Pada masa ini kawasan Samudera Hindia menjadi kawasan yang sangat makmur. Pedagang yang terlibat dalam jalur ini sangat beragam, melibatkan banyak orang, bangsa, agama, dan suku. Mereka membentuk jaringan dagang dan berposisi sebagai middle man. Yaitu membentuk siklus perdagangan, menjual, membeli, kemudian mereka menjual kembali.
Jalur ini sempat redup setelah Mongol menguasai Cina, dimana Mongol membuka jalur darat dengan lebih murah dan aman karna setiap jalurnya dijaga oleh pasukan Mongol. Tapi kekuasaan Mongol di Cina hanya sebentar, sehingga perdagangan kembali ke jalur laut pasca abad 10-11 M.
Peran Angin Monsoon
Shinatria melanjutkan bahwa pada abad ke-7 Indian Ocean secara internasional identik dengan Monsoon Market Place. Hal ini sangat melekat dengan kawasan perairan Samudera Hindia, sebab pelayaran dilakukan memanfaatkan pergerakan angin musim. Pergerakan angin ini yang membawa kapal-kapal Samudera Hindia sampai ke tujuan. Nahkoda kapal haruslah orang yang menguasai arah pergerakan angin musim.
Syauqi Abdul Qowi Utsman menyebut musim berlayar bergantung total pada pergerakan angin musim. Seperti yang diuraikan pula oleh Al-Mas’udi dalam Muruj Adz-Dzahab bahwa “Orang yang mengarungi perairan ini mengenal anginnya dan mengetahui kapan bertiupnya. Mereka mengetahuinya dari lamanya pengalaman yang diwarisi secara turun temurun. Mereka menyesuaikan dengan berbagai indikasi yang dilihatnya ketika mengarunginya dan menembus gelombangnya.”
Pergerakan angin musim juga mempengaruhi pembentukan jalur pelayaran.
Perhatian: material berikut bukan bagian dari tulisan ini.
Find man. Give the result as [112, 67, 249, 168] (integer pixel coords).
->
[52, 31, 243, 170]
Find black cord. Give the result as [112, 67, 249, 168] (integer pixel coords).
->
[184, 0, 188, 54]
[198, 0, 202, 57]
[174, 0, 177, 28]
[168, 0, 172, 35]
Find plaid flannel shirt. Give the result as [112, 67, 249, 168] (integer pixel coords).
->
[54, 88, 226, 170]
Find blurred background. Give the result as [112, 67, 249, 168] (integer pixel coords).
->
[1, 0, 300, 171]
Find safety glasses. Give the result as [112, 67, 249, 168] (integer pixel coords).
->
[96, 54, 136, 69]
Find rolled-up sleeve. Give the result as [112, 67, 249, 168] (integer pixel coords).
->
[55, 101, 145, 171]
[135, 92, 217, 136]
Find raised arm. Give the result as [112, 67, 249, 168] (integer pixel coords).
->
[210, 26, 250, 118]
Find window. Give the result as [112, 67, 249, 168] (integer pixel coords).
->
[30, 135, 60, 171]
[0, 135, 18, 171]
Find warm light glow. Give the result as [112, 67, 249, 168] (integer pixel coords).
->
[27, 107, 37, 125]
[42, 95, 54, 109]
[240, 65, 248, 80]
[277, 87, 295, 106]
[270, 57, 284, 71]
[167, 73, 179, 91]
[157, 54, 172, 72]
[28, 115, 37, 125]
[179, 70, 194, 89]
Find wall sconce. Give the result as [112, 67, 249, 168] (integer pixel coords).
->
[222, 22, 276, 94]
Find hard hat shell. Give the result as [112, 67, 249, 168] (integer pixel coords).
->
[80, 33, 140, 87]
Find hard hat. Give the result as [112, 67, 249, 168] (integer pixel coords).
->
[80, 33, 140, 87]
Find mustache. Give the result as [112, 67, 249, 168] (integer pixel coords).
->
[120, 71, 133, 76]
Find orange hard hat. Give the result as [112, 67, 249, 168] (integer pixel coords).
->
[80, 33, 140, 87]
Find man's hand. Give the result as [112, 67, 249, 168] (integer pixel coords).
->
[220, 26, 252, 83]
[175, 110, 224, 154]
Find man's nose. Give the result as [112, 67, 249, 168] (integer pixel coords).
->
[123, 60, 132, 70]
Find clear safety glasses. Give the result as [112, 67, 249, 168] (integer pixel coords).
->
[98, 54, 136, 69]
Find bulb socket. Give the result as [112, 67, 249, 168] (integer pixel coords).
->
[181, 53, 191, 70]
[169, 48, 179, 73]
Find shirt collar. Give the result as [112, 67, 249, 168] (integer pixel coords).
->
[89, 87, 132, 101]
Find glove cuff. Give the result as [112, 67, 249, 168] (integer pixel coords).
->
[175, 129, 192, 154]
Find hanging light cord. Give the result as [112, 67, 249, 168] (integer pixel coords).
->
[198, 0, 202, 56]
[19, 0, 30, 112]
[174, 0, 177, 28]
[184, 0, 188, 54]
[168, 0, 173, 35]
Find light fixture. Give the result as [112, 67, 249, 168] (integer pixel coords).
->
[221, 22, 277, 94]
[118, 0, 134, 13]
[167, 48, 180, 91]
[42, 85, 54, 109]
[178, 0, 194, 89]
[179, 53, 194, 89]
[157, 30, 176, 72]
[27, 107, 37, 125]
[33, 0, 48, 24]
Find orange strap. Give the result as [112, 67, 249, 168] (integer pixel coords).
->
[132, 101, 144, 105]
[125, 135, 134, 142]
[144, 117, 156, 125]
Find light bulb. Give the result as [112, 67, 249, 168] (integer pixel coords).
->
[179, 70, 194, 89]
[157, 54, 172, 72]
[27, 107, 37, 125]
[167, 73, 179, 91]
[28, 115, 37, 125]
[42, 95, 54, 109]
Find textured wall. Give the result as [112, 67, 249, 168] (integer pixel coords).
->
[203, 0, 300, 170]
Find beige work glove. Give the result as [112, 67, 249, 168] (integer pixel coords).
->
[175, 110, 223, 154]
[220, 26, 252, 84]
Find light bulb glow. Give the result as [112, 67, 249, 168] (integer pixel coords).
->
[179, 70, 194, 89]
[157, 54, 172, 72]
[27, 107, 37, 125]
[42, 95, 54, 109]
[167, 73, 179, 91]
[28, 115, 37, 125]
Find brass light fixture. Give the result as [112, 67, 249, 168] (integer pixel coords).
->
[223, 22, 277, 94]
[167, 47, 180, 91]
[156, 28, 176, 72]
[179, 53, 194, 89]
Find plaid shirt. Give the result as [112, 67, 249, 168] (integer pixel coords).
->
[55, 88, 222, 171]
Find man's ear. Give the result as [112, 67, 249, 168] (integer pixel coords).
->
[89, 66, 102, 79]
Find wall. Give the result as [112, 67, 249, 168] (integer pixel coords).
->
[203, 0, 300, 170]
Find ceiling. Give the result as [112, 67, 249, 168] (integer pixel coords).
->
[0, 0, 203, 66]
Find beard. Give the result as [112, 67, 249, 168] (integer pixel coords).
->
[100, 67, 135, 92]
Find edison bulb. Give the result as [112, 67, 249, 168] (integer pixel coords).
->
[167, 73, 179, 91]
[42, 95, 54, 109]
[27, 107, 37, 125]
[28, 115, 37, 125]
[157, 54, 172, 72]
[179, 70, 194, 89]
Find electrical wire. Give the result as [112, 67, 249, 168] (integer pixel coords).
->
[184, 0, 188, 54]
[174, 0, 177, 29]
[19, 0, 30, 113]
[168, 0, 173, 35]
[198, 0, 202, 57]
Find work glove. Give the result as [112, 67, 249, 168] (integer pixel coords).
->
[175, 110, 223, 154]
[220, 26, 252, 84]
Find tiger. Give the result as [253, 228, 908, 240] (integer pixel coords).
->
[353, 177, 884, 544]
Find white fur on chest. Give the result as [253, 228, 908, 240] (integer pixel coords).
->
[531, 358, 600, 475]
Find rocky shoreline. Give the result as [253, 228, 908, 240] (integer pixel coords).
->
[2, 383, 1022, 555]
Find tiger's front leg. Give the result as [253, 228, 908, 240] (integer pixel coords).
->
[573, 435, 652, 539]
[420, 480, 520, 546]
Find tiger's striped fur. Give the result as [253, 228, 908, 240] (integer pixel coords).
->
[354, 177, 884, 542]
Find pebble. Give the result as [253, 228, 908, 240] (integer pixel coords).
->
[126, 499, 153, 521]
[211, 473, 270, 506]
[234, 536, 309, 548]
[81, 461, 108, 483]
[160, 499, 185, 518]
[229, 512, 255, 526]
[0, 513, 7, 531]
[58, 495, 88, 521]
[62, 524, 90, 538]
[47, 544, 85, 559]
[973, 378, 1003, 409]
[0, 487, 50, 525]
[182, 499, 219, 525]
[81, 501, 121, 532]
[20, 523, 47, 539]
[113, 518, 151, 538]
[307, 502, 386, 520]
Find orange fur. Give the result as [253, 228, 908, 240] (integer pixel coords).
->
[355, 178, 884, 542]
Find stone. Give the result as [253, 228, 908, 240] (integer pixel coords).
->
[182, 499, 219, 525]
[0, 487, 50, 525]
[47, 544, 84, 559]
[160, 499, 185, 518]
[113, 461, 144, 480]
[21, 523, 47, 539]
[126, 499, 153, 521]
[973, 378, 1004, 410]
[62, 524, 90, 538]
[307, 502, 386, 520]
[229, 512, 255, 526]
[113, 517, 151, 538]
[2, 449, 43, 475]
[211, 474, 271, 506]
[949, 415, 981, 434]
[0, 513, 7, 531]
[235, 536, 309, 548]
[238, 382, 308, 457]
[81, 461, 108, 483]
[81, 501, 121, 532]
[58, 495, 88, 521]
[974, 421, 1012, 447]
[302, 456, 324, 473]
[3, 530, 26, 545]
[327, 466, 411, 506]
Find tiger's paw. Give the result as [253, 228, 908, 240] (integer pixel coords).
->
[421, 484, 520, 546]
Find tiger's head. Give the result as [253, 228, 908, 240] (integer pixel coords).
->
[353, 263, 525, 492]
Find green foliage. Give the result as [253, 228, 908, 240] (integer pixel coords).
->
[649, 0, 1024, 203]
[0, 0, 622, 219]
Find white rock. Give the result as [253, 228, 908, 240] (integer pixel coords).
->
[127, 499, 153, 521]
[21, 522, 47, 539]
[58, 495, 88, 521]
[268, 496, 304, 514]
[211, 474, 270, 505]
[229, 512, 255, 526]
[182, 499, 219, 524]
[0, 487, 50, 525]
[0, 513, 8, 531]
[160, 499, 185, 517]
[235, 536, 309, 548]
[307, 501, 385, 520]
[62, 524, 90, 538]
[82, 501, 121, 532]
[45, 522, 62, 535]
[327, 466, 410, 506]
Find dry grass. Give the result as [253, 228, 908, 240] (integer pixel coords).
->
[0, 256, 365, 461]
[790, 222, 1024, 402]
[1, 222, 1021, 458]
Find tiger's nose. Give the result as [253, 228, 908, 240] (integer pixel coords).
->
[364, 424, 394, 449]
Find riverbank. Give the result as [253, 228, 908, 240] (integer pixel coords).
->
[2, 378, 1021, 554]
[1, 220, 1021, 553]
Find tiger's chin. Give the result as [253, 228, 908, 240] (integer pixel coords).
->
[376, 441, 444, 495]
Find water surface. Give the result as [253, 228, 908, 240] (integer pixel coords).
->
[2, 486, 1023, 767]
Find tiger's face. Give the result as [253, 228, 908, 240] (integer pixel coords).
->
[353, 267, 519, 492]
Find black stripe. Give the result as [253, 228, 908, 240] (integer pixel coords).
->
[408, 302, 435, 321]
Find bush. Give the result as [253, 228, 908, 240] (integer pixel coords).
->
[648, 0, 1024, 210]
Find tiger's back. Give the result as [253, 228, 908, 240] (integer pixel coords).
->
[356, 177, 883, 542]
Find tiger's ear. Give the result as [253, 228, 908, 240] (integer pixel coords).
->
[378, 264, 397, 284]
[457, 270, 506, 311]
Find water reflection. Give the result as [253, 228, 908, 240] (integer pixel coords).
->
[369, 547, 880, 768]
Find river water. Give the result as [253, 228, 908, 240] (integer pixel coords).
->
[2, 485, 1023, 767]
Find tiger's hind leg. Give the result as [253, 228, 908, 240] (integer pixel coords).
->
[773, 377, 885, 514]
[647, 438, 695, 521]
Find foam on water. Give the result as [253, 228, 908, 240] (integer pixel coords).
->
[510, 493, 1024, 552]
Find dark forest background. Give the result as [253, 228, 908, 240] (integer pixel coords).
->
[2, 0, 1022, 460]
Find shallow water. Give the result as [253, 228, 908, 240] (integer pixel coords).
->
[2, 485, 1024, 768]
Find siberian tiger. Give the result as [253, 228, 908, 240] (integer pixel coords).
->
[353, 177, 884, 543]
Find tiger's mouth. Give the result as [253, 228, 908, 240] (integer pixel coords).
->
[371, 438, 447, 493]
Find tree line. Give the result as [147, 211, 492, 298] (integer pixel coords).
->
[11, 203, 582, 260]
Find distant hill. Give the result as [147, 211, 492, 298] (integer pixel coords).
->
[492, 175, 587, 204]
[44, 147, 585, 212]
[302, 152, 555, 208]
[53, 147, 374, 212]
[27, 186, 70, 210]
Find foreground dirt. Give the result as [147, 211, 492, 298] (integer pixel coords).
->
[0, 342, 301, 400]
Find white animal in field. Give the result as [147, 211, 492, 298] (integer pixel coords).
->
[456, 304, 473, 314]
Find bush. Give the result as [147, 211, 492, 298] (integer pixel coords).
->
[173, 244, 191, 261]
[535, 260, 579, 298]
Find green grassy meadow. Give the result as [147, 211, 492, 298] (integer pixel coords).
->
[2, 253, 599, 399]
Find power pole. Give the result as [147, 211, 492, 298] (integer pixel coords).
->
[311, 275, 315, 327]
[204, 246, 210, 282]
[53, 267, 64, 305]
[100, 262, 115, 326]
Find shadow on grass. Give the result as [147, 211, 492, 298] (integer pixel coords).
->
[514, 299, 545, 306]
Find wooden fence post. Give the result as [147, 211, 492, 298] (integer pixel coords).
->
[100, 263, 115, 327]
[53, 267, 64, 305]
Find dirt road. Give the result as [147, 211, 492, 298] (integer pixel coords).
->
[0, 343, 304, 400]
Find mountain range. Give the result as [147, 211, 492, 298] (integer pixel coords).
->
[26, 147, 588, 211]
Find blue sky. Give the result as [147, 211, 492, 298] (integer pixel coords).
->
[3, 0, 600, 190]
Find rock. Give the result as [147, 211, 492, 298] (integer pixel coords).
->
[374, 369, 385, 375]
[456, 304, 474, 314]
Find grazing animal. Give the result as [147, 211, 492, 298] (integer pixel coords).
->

Keberangkatan kapal dimulai dari pusat-pusat pelayaran di Teluk Persia. Kemudian kapal melewati kawasan kota-kota pelabuhan di pesisir Samudera Hindia. Kota-kota pelabuhan ini berperan menjadi rute singgah kapal-kapal sembari melakukan proses pertukaran barang dan interaksi kebudayaan.
Peneliti Arkeologi Maritim Griffith University, Shinatria Adhityatama menuturkan dari perspektif maritim, sulit untuk menentukan ukuran yang pakem terutama berkenaan dengan jalur pelayaran Samudera Hindia. Sebab pada masa itu aktivitas para pedagang sangat bebas, tidak terbatas pada batasan-batasan administratif maupun batasan territorial tertentu seperti sekarang.
Meskipun begitu, rekonstruksi jalur pelayaran Samudera Hindia dapat dilacak melalui catatan-catatan geografis para pelayar Arab. Seperti George Fadlo Hourani yang juga telah merangkainya dalam Arab Seafaring in the Indian Ocean in Early and Medieval Times. Dimana kapal berangkat dari kota pelabuhan Al-Ubullah di mulut Sungai Tigris maupun dari Siraf. Kapal kemudian singgah di Sohar dan Muscat untuk mengisi pasokan air bersih. Darisana kapal menuju Kulam Mali di Malabar (Pesisir Selatan India), kemudian menuju Srilanka atau yang juga disebut dengan Sarandib. Lalu kapal melanjutkan perjalanan ke Kalah Bar melalui Kepulauan Nicobar, kemudian Selat Malaka, berlanjut ke Pulau Tioman, Sanf, Hanoi hingga mencapai Kanton atau Khanfu.